Juntos Separados: Su Amor Platónico También Ha Regresado - Capítulo 60
- Inicio
- Todas las novelas
- Juntos Separados: Su Amor Platónico También Ha Regresado
- Capítulo 60 - 60 Capítulo 60 Enamorarse por primera vez
Tamaño de Fuente
Tipo de Fuente
Color de Fondo
60: Capítulo 60: Enamorarse por primera vez 60: Capítulo 60: Enamorarse por primera vez Vera Yves apartó la mirada, mirándolo.
—Todavía tengo trabajo que hacer, no tengo tiempo para acompañarte.

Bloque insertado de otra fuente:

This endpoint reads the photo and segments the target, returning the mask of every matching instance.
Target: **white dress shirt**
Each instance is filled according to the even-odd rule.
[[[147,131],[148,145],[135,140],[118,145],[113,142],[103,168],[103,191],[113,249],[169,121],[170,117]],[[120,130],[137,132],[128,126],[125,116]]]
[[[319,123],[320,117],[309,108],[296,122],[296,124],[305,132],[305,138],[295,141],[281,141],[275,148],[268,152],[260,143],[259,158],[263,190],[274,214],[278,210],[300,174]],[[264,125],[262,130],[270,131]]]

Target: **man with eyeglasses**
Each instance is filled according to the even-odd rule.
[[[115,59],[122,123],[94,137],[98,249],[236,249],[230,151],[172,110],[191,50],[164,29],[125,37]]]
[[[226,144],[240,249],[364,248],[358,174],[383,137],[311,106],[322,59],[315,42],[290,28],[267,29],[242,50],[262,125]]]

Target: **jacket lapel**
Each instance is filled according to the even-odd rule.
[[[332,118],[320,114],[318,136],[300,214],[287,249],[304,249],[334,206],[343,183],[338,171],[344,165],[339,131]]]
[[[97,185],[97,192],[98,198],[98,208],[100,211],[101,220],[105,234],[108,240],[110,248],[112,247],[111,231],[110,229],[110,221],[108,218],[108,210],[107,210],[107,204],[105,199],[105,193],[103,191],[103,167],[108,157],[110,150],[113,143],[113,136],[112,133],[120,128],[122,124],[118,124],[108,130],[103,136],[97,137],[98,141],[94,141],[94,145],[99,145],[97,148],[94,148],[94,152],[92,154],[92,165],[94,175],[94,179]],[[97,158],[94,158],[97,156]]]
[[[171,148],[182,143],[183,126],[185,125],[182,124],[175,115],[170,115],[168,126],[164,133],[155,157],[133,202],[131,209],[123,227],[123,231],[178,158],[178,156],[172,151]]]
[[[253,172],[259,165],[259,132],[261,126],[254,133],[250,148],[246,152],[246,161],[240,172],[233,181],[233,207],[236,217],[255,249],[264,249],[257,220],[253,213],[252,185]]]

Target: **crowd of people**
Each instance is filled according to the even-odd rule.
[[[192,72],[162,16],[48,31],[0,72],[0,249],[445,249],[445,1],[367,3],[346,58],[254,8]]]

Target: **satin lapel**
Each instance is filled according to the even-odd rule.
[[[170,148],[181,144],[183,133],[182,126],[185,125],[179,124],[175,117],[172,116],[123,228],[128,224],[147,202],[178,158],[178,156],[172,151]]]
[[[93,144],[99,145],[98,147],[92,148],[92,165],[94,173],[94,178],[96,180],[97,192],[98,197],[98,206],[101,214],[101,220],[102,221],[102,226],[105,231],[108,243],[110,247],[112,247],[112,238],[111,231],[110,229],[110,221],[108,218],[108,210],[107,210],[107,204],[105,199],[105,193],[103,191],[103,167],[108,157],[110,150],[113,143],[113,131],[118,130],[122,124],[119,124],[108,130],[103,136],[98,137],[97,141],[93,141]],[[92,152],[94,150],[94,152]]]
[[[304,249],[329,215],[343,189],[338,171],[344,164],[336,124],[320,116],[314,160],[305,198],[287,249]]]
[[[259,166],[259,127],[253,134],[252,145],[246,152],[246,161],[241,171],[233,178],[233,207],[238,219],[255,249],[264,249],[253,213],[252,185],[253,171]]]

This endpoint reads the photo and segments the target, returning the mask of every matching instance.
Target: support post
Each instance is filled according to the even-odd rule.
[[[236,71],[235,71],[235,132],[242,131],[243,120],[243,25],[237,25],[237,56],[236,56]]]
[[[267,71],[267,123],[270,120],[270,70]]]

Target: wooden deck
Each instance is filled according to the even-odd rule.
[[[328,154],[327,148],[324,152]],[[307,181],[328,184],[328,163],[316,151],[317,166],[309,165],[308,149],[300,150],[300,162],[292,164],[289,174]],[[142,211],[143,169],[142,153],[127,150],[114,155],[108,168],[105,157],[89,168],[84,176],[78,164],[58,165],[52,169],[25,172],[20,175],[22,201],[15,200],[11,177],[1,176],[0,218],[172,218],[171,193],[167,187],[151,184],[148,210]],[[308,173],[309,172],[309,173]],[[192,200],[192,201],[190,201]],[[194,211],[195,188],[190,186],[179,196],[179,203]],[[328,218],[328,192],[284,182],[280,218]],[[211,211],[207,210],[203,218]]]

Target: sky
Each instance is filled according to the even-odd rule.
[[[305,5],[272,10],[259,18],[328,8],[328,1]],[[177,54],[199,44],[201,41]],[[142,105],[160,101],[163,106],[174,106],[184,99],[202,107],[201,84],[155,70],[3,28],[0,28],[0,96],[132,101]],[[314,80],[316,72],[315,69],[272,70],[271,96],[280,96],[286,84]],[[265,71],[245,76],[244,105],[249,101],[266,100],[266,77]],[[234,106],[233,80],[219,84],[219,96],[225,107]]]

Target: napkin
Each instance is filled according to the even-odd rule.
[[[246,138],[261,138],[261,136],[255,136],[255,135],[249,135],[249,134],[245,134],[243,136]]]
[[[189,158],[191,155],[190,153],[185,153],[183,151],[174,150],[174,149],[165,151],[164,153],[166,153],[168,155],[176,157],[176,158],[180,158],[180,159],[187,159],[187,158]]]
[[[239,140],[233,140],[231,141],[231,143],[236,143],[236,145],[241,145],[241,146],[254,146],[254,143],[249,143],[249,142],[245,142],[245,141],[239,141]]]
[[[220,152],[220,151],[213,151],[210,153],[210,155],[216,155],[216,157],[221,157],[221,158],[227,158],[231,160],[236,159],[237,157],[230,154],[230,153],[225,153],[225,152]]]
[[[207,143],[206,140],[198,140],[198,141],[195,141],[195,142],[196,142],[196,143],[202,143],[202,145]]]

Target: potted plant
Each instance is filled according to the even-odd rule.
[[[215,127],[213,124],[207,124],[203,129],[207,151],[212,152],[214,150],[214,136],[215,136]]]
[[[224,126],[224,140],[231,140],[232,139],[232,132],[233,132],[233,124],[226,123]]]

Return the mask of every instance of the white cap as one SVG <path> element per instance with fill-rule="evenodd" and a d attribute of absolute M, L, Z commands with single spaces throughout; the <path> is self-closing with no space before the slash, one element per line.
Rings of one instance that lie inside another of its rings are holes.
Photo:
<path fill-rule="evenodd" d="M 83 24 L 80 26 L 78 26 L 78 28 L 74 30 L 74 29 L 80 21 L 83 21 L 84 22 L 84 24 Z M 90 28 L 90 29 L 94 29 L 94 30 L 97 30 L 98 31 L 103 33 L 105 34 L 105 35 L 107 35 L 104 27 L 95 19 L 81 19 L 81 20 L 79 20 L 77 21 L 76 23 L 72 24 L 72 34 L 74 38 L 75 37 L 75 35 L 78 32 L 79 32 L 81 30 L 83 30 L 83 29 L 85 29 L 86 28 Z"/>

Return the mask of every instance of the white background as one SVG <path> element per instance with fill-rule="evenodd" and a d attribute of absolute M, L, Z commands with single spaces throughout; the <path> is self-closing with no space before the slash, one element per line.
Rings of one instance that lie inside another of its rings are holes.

Miles miró el cristal aún sin instalar sobre la mesa.
—Déjame ayudarte.
—No es necesario.
Miles tomó el marco de la foto cuidadosamente y quitó los fragmentos de vidrio restantes, luego ordenó las fotos pulcramente.
Las fotos abarcaban desde cuando ella tenía dos o tres años hasta su adolescencia, su brillante sonrisa le parecía distante.
Después de reinstalar el cristal, Miles colocó el marco en su lugar original y notó las rosas en la mesa.
Su mente recordó el momento en que Vera besó a Winston Valentine.
—¿Te gusta Winston Valentine?
Vera observaba su espalda; con él, no había necesidad de mentir.
—Sí —la voz de Vera era tranquila—.
Incluso si a él no le gusto, yo me he enamorado de él.
¿Es eso ser débil?
Miles se dio la vuelta, mirándola con ternura.
—¿Cómo puede ser débil que te guste alguien?
Esta es la primera vez que te gusta alguien, y siendo tan maravillosa como eres, seguramente también le gustarás a él.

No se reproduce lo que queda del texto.